Ue ordered additional tests to track the patient’s creatine kinase. On admission, his total C.K., initially reported at over 40,000, had actually been 189,000. It peaked the next day at nearly twice that: 364,000. Ue kept the IV fluids going and looked for a reason for the worst case of rhabdo she had ever seen. It wasn’t hepatitis or any of the common viruses they tested for. It wasn’t Wilson’s disease. It wasn’t any of the drugs she checked for.
A Fuel Problem?
What else? In search of an answer, she turned to the medical literature and found a paper describing two young people who, like her patient, developed severe rhabdo after a moderate workout. The writers listed factors that could predispose a patient to having this kind of muscle injury, and Ue found what she was looking for. There are people born with abnormalities in how their bodies use the fuel provided by the foods they eat. Because of this abnormality, when stressed or working hard these people could quite literally run out of fuel. Could he have one of these rare inherited diseases? To answer that question, after the patient recovered enough to leave the hospital, Ue referred him to a neurologist who specializes in neuromuscular diseases.

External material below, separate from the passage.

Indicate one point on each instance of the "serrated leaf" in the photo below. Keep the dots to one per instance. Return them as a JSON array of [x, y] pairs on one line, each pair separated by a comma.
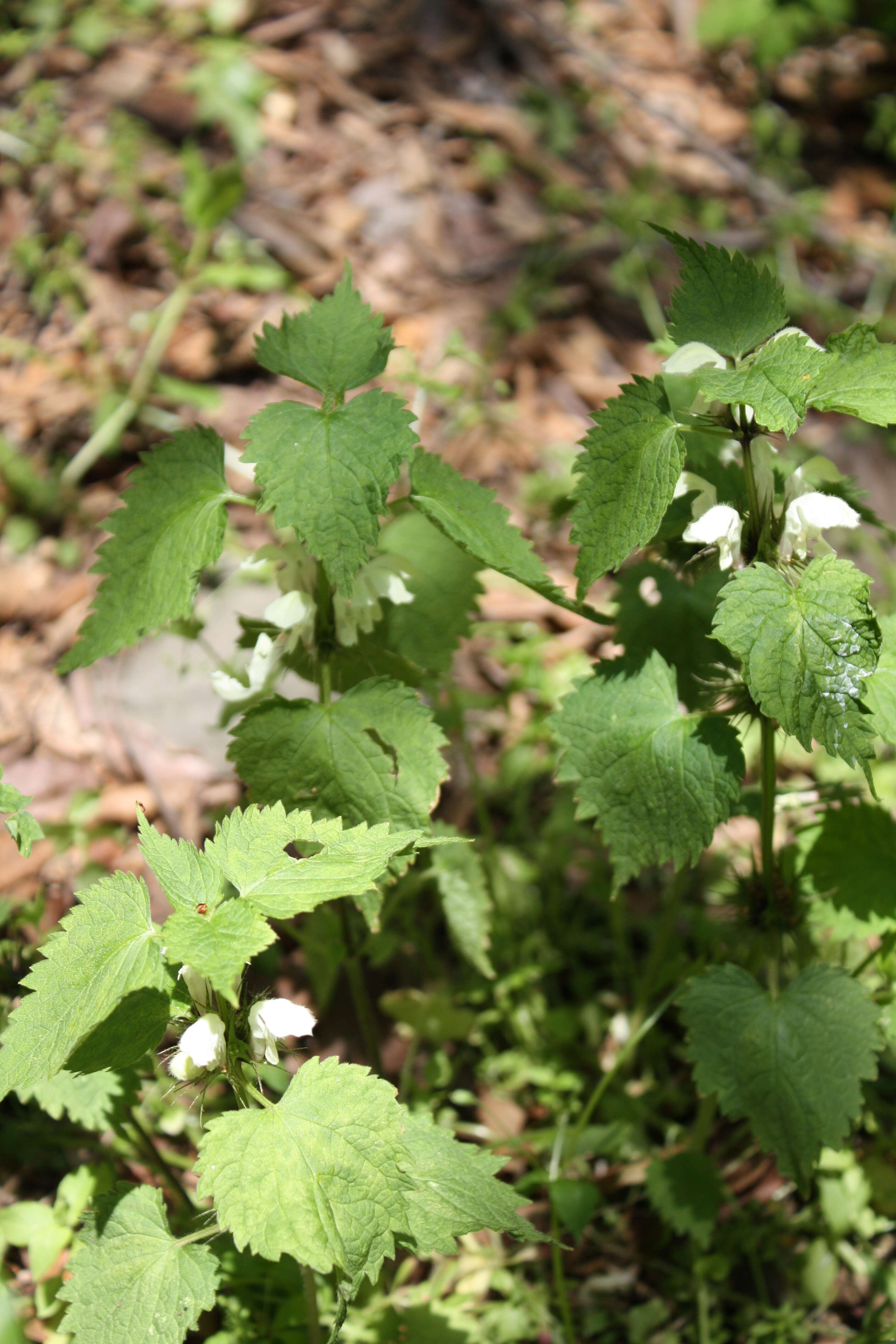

It was months later when the patient had enough of a break in his schedule to make an appointment to see Dr. Courtney McIlduff, a neurologist at Beth Israel Deaconess Medical Center in Boston. Since his week in the hospital, the man reported, he had two more episodes — though neither as severe as the first. Both happened after he took an easy walk. Hearing that, McIlduff, like Ue, began considering an inherited problem in turning food into fuel. These so-called metabolic myopathies sometimes didn’t reveal themselves until adolescence or even adulthood.
McIlduff examined the man carefully, looking for muscle weakness. Many forms of muscle disease can permanently alter how muscles look or work, but most metabolic myopathies don’t. The patient’s muscle exam was completely normal. She sent him to get genetic testing, to look for one of the several inborn errors of metabolism.
And indeed, he had one: He was born without the ability to make an enzyme called carnitine palmitoyltransferase type 2. Patients with CPT2 deficiency are missing the necessary biological equipment to turn some dietary fats into energy. Normally the body runs on a type of sugar made from carbohydrates and stored in the liver. When that sugar is used up, the body switches to fat for fuel. Patients with CPT2 deficiency can’t do that, or at least not well. Without the proper fuel, the muscle cells are injured and release their contents, causing the pain and dark urine. Neither of the man’s parents have this disorder, but they both have one copy of the erroneous gene for this enzyme. It takes two copies to get the disease, and so their son got one copy from each of them.